QRコードで乗車位置を正確に把握。障がい者サポートの未来を切り開く「バリアフリー連絡アプリケーション」(2/4)

2.QRコードで乗車位置を正確に把握する仕組みと、導入後の駅係員の反応とは

ヒューマンエラーを防ぐために、アプリでQRコードをスキャンして乗車位置を取得する仕組みが導入されていますが、詳しく教えてください。

 佐々木:弊社では世田谷線・こどもの国線を除く全駅にホームドア・センサー付固定式ホーム柵を設置し、そこにQRコードを表示しています。アプリによるQRコードの読み取りで、お客さまが「前から何両目の何番目のドア」から乗車するかが正確に入力されます。その情報を降車駅へと連携することで、降車駅にいる駅係員もお客さまの乗車位置を確実に把握できるという仕組みです。

従来は「前から何両目の何番目のドア」と電話でやり取りしていましたが、聞き間違いや言い間違いが生じることもあり、ヒューマンエラーの原因となっていました。仮にテキストでやり取りしても入力ミスをする可能性があります。QRコードを活用することで、確実かつ正確な情報の取得・連携を可能にしました。

森山:実際、ヒューマンエラーの中で最も多かったのが「お客さまの乗車位置の誤認」でした。以前は、ホームにて駅係員が電話や無線で別の駅係員に伝え、それをさらに降車駅へ連携するという流れでした。その際、どこかで情報が誤って伝達されてしまうケースが生じていたのです。

その解決策として採用したのが、QRコードによる乗車位置の読み取りです。お客さまが乗車した位置を直接スキャンする仕組みなので、誤った情報が伝わることはありません。さらに、アプリ上で迅速に情報把握ができ、スムーズな連携を実現しました。

ホームドアに表示されているQRコード。駅係員の連絡用スマートフォン にインストールされているアプリで、このQRコードが乗車位置と連携している

実装後、現場からはどのような感想が寄せられましたか。また、導入前後で業務にはどのような変化がありましたか。

 佐々木:一番多かったのは「ミスやストレスが減った」という声です。私たちは早期の本格導入を目指していましたが、一方で急いで進めた結果ミスが減らなかったり、新たなトラブルを招いたりすることは避けたいとも考えていました。そこで、約1年間のトライアル期間を設けたことが結果的に良かったのだと思います。

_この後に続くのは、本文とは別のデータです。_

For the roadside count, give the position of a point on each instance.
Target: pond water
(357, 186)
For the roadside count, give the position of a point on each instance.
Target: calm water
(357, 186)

弊社には20代から50代までの幅広い世代の職員がおり、その中には当然、アプリに抵抗を感じる世代もいます。そのため、トライアル中は従来の電話連絡とアプリを併用し、どちらでも使えるようにしました。当時(2016年)は今ほどアプリが一般的ではなく、20代・30代の若い世代は比較的スムーズに使えましたが、40代・50代には操作に不安を覚える人も多く、この方法をとることで、世代を問わずストレスなく移行できるように配慮しました。同時に、社員研修や周知にも十分な時間をかけました。

また、通知機能にも工夫を施しました。職員には1人1台連絡用スマートフォンを貸与していますが、アプリでは、降車予定駅に電車が近づくと、一定間隔で担当者だけにアラート通知が届きます。これにより、担当者は通知によるリマインドを受けられるため、「ご案内を忘れて間に合わなかった」といったミスも防いでいます。

こうした取り組みを積み重ねた結果、本格運用開始後も大きな混乱もなくスムーズに移行できました。現場の職員からも「業務が楽になった」「助かっている」といった感謝の声が多く届いています。

利用された障がい者の方から寄せられた感想を教えてください。

 佐々木:現在、私は本社勤務ですが、アプリ導入直後は駅係員として現場に立っていました。従来の電話連絡を使用していた時は、乗り換え時に降車駅へ連絡するため、お客さまをホームでお待たせしてしまうことがありました。また、お客さまが「降りる駅に本当に駅係員が待っていてくれるのか」と不安を持っていたことも理解していました。

しかし、アプリ導入後はミスも待ち時間も大幅に減り、お客さまから「安心して乗降できる」「駅係員さんが待っていてくれるので心強い」「乗り換えがスムーズになった」など、多くの感謝やお褒めの言葉をいただくようになりました。